Zanquero de la comparsa El Taller de la Alegría del grupo Barrio Comparsa de Medellín en el Carnaval de Comparsas del XXII Festival Internacional de Teatro El Gesto Noble (16 de julio de 2017).
Fotografía: Farley Giraldo.
Elogio a la euforia
Escrito por: Julián Acosta Gómez, Promotor de Lectura de la Sala de Lectura José Manuel Arango e integrante de Opinión a la Plaza.
En la romería que desdibujaba los contornos de las casas hubo una mujer que estremecida por las risas ajustó en el rostro de un sacerdote un antifaz violeta.

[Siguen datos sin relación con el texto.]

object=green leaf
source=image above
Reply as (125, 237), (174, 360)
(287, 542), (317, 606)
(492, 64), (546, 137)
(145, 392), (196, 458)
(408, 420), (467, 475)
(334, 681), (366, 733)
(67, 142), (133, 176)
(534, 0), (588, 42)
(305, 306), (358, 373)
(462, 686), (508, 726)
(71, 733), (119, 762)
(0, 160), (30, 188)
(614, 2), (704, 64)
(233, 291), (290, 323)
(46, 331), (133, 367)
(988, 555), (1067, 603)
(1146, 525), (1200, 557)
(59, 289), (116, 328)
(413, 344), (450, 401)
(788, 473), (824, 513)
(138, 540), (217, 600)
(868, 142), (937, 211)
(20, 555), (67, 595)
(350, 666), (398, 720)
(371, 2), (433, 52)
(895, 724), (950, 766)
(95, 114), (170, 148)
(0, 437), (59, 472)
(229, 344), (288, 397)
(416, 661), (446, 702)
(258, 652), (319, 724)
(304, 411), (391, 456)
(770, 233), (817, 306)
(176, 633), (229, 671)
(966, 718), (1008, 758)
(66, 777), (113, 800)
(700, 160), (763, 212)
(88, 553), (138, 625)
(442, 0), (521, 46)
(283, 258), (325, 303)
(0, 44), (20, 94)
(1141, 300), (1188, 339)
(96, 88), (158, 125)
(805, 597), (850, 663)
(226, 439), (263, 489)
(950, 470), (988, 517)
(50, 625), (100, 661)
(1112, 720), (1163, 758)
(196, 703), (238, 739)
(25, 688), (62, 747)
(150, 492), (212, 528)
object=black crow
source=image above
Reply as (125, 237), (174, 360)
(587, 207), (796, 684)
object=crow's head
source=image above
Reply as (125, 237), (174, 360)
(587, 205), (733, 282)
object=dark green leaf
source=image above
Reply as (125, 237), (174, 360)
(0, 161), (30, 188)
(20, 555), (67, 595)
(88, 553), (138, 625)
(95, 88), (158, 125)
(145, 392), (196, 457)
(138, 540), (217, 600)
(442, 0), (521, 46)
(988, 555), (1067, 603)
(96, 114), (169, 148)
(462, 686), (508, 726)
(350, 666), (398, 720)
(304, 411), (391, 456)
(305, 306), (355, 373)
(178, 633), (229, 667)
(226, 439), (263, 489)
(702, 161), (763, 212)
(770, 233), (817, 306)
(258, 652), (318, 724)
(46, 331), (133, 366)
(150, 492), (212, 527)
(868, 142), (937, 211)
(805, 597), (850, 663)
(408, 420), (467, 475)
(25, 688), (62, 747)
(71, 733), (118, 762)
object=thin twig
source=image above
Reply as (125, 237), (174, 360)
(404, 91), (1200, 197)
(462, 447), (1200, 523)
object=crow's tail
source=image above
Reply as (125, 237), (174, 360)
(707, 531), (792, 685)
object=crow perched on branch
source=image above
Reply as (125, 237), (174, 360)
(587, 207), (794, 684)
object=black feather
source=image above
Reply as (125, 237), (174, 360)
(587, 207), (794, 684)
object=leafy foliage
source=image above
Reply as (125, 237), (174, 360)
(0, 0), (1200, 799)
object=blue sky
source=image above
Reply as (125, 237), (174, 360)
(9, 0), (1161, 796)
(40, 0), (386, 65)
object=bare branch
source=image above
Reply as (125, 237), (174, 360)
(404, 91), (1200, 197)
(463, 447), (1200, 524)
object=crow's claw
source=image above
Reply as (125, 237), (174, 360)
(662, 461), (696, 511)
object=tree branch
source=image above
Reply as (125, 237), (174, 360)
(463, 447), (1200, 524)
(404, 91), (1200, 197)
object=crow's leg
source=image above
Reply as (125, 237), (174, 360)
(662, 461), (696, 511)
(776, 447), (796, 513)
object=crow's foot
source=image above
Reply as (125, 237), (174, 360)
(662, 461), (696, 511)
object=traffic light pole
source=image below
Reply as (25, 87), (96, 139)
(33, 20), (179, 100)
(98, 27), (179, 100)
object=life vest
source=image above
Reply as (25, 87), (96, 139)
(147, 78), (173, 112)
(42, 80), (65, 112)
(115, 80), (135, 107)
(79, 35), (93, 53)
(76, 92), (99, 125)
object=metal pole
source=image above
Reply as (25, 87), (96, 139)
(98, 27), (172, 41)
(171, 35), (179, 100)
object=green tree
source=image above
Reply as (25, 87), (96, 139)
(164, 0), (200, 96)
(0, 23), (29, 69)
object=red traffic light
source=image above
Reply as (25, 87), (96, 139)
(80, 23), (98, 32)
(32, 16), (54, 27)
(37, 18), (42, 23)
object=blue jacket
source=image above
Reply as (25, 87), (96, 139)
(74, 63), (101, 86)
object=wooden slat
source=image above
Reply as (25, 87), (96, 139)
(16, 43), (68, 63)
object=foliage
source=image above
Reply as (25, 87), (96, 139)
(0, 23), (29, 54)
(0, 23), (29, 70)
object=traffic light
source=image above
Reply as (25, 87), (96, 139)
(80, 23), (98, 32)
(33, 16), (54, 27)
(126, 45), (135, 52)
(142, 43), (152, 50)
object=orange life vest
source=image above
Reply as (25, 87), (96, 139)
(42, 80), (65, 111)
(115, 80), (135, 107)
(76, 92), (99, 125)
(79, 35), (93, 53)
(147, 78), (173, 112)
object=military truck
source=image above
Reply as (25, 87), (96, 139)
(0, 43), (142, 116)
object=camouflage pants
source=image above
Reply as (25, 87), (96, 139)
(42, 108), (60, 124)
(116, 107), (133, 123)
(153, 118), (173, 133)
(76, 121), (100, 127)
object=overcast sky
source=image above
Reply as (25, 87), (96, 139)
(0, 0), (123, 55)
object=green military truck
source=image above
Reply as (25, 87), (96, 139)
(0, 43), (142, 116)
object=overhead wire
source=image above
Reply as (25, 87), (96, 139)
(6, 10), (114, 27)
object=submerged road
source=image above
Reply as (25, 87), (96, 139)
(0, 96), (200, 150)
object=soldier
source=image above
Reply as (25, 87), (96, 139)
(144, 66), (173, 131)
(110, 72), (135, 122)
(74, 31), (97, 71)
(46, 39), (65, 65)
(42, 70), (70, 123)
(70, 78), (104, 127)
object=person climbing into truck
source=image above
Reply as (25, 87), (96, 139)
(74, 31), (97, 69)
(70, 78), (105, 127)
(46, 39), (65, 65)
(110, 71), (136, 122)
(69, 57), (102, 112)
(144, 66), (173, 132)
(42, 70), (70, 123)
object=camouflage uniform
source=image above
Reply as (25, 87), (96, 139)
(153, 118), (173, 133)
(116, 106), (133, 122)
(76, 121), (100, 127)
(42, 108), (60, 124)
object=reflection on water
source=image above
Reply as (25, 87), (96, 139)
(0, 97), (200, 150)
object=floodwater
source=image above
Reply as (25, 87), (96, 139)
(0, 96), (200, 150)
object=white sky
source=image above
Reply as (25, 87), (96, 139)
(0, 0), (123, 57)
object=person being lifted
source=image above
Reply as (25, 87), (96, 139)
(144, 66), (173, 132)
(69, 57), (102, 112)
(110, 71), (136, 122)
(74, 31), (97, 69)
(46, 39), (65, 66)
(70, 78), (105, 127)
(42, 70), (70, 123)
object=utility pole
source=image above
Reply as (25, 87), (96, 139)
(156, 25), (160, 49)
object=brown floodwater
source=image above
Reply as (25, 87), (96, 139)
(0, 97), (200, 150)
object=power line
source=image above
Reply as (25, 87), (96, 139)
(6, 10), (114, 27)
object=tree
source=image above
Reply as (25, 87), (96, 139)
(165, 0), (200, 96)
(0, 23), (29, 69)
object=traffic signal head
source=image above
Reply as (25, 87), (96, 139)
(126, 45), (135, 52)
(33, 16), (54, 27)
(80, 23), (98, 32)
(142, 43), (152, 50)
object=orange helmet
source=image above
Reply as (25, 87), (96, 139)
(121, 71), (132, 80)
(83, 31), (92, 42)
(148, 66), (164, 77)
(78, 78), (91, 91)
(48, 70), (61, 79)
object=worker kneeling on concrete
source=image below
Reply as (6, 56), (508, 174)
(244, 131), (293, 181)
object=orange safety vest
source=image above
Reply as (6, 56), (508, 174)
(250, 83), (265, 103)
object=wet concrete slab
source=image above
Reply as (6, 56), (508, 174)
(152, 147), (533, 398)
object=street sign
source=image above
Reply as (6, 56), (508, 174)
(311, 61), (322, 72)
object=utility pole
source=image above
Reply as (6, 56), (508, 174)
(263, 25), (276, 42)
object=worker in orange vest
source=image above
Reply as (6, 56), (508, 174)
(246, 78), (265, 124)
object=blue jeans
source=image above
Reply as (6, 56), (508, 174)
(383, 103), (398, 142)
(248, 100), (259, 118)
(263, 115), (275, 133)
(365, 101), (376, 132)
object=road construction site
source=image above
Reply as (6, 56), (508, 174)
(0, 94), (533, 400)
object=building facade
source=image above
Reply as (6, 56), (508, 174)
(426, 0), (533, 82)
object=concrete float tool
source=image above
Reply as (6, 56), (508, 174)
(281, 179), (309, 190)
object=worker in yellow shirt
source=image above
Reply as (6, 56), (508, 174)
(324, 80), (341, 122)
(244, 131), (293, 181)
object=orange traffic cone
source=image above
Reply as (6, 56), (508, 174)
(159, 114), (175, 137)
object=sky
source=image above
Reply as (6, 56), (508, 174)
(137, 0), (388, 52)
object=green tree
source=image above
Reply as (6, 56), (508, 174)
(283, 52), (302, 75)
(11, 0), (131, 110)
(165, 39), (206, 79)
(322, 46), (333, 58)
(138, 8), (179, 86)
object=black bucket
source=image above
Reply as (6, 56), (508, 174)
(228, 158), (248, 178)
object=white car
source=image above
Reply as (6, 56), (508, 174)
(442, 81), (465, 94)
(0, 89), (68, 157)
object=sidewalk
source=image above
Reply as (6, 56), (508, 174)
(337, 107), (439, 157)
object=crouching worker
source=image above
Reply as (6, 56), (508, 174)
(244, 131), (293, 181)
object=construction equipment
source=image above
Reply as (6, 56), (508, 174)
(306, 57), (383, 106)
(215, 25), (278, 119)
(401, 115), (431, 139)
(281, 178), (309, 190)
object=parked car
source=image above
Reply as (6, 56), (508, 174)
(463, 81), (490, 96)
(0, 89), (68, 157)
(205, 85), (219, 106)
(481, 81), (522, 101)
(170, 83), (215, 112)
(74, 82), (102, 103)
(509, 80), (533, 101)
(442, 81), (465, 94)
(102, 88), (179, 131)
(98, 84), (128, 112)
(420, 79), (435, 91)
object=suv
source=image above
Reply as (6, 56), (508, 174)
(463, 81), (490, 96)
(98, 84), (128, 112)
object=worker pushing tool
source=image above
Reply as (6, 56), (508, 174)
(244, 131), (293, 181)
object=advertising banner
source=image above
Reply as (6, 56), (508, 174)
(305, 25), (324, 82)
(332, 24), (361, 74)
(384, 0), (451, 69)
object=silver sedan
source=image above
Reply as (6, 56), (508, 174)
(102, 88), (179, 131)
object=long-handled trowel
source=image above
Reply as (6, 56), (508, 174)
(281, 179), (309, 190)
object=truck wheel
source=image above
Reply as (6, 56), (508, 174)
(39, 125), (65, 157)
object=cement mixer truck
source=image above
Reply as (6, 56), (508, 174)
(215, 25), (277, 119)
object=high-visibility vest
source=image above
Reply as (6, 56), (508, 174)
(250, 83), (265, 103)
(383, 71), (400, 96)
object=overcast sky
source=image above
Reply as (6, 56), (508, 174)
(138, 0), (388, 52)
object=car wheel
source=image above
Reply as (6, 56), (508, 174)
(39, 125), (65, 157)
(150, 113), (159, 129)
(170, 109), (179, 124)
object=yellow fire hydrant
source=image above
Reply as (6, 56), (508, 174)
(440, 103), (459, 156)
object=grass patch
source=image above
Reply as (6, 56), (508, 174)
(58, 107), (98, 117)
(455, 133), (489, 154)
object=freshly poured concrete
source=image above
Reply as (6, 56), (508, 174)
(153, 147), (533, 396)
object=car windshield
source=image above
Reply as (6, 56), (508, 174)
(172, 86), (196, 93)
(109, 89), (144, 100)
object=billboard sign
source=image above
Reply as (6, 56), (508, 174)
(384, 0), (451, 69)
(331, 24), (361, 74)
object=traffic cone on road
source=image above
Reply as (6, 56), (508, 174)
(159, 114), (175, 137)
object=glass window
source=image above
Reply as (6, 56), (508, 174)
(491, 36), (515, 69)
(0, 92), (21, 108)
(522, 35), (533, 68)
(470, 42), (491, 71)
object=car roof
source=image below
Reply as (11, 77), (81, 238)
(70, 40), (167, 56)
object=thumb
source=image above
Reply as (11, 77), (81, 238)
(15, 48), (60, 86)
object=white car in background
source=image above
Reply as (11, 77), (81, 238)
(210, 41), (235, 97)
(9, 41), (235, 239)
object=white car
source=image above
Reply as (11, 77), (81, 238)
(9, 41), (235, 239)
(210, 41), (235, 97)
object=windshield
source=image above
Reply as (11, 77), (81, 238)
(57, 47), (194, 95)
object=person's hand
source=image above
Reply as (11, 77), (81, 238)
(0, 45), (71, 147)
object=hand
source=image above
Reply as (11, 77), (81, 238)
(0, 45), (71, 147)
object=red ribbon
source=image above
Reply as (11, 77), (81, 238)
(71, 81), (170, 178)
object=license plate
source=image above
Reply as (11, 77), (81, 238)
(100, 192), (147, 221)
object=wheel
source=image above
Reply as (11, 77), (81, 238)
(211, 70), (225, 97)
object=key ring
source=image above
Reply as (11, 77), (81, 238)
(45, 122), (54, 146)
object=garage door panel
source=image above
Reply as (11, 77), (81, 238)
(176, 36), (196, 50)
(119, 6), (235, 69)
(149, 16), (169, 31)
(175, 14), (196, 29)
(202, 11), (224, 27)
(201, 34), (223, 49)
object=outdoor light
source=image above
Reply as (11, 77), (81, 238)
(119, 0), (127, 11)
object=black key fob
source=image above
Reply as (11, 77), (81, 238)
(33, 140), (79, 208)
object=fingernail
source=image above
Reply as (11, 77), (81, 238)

El sacerdote, sin evasivas, admitió que el carnaval gobernara en su rostro. Hubo puertas y ventanas florecidas de bombas, hubo narices de payasos encajadas en los espectadores. En el Parque Educativo, mientras los grupos aguardaban el inicio de la comparsa, el Carnaval ya despuntaba en pequeños juegos y danzas que poblaron el aire de sonidos febriles y carcajadas profusas. Una pluma escarlata se desprendió del tocado de una bailarina y surcó entre los espacios minúsculos que se abrían entre los cuerpos aglomerados: los estruendos de los bombos reventaban contra las ventanas, los zanqueros se tomaron los cielos, los artistas retozaron entre los paseantes y El Carmen supo de la euforia y el desenfreno.
Cuando el desfile apareció en las calles, las gentes reían y temían, bailaban y gritaban. El Carnaval dejó de ser un lugar de contemplación y se hizo lugar de creación. Todos nos unimos a los espíritus del ensueño. Los perros no fueron ajenos y entraron en juegos inocentes con los artistas, un pitbull parecía recibir a cada grupo que llegaba hasta el parque principal como si fuera un edecán. Al fin del cortejo que reunió a 800 artistas y a concurrentes sin número, el grupo Aainjaa entró en el parque con sus percusiones que relampagueaban en la piel de todos. La danza apresuró su reino y la multitud se cerró sobre el grupo como las fauces de un animal hambriento. Apenas conseguí distinguir a la agente de tránsito abanicando como un gorrión entre la muchedumbre, pedía que se abriera paso para la retirada de los percusionistas: saltaba y abanicaba, ella hacía sonar con inutilidad el silbato hasta que el propio estremecimiento de los tambores abrió su camino. Vi la masa de cuerpos desvanecerse en pequeñas sombras. Alargo los pasos mientras pienso en el poema de José Manuel Arango “un son delgado entra en el oído/ y otra vez son las plazas lugares de fiesta”.